StarTree Cloud Coding Competition With Grand Prizes

Vector Search

Introduction

As of version 1.1.0, Apache Pinot supports storing Vector Embeddings as arrays of floating-point numbers and executing similarity search queries on them. This functionality serves as a foundation for various applications such as Generative AI agents and Retrieval-Augmented Generation (RAG) systems.

Understanding Vectors and Their Importance in Databases

Vectors serve as mathematical models that represent data points within a multi-dimensional space, with each dimension representing a distinct feature or attribute of the data. In text processing, for example, vectors can encapsulate words or sentences by capturing semantic properties or contextual meanings across different dimensions.

In contemporary data analysis, vectors are invaluable because they transform complex data types—such as images, text, and audio—into formats that reveal relationships and similarities.

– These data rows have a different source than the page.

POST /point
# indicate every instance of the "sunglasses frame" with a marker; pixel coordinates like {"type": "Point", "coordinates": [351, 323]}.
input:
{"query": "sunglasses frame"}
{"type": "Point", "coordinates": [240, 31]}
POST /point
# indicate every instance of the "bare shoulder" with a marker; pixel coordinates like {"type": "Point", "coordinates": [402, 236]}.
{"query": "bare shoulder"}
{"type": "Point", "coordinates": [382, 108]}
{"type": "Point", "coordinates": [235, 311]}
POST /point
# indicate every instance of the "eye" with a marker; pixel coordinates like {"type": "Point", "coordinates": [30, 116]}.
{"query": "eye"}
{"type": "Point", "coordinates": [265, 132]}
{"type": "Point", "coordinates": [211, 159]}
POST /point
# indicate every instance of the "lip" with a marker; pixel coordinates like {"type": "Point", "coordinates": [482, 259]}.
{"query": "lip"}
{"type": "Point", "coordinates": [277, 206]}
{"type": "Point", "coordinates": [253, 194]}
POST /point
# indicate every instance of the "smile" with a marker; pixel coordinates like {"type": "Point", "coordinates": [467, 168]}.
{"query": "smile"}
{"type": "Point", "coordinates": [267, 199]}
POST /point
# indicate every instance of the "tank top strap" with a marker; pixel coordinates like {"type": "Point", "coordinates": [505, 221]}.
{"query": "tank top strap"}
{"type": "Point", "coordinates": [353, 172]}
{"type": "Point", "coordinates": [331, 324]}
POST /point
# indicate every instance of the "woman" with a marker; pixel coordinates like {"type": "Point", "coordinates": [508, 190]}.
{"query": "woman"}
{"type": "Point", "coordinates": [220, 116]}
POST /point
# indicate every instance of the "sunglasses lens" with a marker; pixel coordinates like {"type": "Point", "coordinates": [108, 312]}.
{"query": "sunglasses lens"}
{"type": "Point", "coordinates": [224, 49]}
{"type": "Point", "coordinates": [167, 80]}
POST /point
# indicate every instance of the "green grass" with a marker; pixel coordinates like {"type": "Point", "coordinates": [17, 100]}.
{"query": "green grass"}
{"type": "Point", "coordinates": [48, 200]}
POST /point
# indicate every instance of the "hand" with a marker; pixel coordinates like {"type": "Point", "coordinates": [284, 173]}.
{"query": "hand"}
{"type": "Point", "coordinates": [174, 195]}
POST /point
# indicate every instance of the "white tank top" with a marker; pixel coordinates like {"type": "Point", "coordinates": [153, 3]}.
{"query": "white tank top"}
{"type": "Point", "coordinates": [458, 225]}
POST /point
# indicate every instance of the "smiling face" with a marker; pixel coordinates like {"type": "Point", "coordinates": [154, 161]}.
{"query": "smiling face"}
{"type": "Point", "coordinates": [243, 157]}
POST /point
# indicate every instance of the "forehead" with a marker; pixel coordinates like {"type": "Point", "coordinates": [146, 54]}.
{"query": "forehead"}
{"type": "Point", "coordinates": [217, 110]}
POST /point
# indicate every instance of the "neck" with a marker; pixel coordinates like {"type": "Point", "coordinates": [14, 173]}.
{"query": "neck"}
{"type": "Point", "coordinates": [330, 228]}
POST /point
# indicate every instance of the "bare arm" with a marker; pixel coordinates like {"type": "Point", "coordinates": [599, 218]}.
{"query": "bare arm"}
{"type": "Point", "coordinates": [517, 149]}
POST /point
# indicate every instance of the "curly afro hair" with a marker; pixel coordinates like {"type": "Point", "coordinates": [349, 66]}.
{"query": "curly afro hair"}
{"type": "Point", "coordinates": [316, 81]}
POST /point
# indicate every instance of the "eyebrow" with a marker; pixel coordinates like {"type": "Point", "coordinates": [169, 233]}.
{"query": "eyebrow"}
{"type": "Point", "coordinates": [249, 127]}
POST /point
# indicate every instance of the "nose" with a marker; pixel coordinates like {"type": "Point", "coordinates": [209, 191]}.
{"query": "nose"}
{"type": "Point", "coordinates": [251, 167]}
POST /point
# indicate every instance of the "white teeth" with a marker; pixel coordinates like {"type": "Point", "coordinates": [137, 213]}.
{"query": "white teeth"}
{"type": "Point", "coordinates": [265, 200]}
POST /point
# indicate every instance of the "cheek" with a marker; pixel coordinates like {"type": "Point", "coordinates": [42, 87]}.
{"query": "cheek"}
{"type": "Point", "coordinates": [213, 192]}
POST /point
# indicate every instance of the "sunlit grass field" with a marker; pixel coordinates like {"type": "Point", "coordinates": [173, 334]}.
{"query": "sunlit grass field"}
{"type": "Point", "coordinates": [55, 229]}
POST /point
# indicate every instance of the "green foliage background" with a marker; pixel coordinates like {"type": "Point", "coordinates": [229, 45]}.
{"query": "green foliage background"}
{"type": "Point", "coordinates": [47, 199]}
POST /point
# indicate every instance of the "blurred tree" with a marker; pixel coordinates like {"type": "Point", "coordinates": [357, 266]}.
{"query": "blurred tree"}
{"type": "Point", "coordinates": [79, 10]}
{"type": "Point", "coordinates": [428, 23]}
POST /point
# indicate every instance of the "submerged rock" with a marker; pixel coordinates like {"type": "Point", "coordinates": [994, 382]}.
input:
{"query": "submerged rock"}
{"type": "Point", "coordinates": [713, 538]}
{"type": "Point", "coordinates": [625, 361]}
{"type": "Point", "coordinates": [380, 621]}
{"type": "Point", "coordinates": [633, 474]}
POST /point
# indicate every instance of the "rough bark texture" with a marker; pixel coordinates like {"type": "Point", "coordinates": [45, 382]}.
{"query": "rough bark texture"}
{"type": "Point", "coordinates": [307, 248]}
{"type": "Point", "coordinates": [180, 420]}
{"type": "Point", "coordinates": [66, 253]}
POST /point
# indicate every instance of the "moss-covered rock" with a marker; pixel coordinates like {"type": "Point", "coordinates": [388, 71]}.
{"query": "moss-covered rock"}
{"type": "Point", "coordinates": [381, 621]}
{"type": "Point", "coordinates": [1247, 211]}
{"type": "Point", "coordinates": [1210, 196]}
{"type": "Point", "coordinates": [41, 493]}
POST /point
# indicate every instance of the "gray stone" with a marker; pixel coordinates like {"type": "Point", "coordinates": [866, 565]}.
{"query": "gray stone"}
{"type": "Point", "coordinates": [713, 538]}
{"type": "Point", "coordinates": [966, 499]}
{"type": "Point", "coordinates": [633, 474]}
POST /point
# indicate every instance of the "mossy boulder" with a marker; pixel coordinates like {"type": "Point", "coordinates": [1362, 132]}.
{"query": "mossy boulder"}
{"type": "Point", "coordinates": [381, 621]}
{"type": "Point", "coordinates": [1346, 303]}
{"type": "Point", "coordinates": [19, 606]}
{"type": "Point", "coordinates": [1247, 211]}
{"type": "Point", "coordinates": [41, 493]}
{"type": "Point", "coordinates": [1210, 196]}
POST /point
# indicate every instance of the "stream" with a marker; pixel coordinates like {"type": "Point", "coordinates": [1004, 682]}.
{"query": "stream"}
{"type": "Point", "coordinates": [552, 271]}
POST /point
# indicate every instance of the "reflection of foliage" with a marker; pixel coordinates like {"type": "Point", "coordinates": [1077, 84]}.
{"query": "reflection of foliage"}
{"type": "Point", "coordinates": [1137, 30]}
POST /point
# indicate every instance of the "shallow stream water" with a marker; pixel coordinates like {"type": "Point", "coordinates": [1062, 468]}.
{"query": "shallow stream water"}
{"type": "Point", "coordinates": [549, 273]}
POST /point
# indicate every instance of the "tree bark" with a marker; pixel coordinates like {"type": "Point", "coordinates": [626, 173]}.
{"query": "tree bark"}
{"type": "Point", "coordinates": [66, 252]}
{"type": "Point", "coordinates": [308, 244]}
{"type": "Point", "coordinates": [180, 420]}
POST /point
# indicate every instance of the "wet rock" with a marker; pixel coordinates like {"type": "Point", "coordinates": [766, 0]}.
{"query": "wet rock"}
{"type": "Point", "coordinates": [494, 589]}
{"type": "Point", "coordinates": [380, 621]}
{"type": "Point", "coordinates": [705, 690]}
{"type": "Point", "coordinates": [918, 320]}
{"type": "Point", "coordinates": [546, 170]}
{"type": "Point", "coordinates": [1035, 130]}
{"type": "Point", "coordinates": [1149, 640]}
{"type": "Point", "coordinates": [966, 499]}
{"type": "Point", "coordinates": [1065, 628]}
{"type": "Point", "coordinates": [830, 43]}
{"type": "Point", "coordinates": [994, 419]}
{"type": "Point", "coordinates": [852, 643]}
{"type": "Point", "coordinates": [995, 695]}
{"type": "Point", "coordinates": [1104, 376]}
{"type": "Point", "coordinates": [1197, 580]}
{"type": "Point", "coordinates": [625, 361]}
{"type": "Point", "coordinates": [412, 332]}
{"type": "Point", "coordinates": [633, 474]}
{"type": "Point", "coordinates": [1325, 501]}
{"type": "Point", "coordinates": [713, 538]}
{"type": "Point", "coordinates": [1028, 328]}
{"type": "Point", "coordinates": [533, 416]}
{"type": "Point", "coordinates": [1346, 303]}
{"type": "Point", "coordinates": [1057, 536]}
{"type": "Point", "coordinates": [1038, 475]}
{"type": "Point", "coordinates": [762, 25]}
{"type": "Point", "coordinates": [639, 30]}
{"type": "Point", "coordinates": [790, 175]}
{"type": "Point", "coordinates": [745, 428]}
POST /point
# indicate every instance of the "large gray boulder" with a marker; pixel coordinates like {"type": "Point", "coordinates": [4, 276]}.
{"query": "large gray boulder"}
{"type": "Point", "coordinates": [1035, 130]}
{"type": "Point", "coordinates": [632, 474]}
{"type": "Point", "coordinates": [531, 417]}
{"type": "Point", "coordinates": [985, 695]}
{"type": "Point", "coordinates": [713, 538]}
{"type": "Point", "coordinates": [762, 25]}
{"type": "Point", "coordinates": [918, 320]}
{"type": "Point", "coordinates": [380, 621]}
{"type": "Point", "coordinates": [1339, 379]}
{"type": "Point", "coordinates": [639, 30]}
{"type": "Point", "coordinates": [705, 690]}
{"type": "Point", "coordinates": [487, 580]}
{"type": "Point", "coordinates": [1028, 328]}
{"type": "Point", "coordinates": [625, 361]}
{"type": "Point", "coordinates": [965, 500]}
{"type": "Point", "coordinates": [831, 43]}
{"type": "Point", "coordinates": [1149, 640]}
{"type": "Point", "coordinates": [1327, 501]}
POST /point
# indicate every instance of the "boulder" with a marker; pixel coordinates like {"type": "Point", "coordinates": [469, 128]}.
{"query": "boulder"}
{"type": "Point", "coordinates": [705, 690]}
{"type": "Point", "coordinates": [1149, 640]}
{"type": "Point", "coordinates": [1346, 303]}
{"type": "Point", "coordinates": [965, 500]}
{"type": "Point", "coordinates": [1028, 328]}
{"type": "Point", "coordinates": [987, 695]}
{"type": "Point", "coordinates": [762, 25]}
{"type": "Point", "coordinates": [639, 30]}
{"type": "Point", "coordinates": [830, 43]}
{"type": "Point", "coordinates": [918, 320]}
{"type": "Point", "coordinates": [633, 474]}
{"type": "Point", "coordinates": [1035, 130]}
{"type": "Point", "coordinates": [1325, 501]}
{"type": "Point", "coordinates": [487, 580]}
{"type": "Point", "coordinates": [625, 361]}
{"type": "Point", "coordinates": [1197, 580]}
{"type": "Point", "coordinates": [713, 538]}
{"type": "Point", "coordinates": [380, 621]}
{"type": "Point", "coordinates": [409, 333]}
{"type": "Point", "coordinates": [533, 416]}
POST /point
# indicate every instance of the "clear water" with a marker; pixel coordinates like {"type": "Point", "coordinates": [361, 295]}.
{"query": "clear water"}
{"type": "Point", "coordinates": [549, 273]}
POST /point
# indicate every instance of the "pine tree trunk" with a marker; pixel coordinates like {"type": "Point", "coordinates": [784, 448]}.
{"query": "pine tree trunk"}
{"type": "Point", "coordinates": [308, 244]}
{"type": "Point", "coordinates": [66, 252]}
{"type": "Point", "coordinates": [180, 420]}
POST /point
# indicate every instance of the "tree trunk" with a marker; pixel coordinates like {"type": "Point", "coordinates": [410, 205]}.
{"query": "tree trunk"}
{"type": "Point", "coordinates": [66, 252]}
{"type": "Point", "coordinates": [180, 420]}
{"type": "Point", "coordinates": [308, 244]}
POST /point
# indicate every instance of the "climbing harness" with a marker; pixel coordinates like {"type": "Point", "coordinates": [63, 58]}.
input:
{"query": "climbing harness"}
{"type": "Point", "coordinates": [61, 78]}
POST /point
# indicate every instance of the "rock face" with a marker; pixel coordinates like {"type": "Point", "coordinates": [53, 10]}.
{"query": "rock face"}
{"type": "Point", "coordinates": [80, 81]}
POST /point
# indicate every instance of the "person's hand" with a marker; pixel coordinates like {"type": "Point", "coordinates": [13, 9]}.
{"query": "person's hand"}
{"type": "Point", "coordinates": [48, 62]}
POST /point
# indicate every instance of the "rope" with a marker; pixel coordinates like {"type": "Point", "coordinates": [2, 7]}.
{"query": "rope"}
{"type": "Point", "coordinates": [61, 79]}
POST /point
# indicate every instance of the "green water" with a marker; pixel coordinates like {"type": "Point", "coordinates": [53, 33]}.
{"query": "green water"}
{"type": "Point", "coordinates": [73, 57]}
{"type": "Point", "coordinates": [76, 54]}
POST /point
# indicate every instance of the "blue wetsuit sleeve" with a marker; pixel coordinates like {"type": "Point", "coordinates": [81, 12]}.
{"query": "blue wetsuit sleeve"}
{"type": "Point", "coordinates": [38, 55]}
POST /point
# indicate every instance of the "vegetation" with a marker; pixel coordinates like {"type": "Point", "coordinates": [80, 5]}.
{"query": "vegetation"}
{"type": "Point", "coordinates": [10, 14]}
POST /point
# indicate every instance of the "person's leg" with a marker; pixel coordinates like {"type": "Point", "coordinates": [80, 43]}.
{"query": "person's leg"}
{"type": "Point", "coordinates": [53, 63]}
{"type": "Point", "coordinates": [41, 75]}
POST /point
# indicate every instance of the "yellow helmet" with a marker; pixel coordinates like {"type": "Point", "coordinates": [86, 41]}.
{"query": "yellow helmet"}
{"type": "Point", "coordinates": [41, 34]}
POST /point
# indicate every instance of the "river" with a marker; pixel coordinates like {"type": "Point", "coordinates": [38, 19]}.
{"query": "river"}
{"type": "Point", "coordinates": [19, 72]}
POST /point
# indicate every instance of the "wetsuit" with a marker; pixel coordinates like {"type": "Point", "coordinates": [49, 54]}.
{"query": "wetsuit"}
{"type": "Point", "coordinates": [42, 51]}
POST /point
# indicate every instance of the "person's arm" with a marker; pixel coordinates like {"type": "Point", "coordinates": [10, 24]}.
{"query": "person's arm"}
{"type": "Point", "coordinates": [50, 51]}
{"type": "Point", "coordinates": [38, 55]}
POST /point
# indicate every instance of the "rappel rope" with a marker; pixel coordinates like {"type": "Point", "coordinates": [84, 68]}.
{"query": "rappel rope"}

Embeddings are specialized vector representations designed to encapsulate semantic meanings and interconnections among data points.

Vector support and vector-based indexing in databases like Apache Pinot has become essential for supporting advanced real-time operations involving high-dimensional data.

AI Models and Embeddings

AI models in disciplines like natural language processing (NLP) and computer vision leverage embeddings to interpret complex datasets by converting them into structured representations with meaning. These embeddings are essentially vectors that express relationships and similarities among items—whether words, sentences, or images—by positioning similar items close together within a shared space.

In non-vector searches, a technique called “bag or words” is often used to find similarity between words or sentences. While these can be useful, the semantic meaning behind the text is lacking in these searches. For example, “King” is not semantically similar to “Queen”, however “King is similar to “Not King”.

In NLP contexts, embeddings assist models in grasping word meanings and contexts; for instance, semantically related words like “King” and “Queen” appear near each other in this space, enabling the model to comprehend not only definitions but also relationships and nuances—a capability crucial for tasks such as text translation or sentiment analysis where understanding context is key.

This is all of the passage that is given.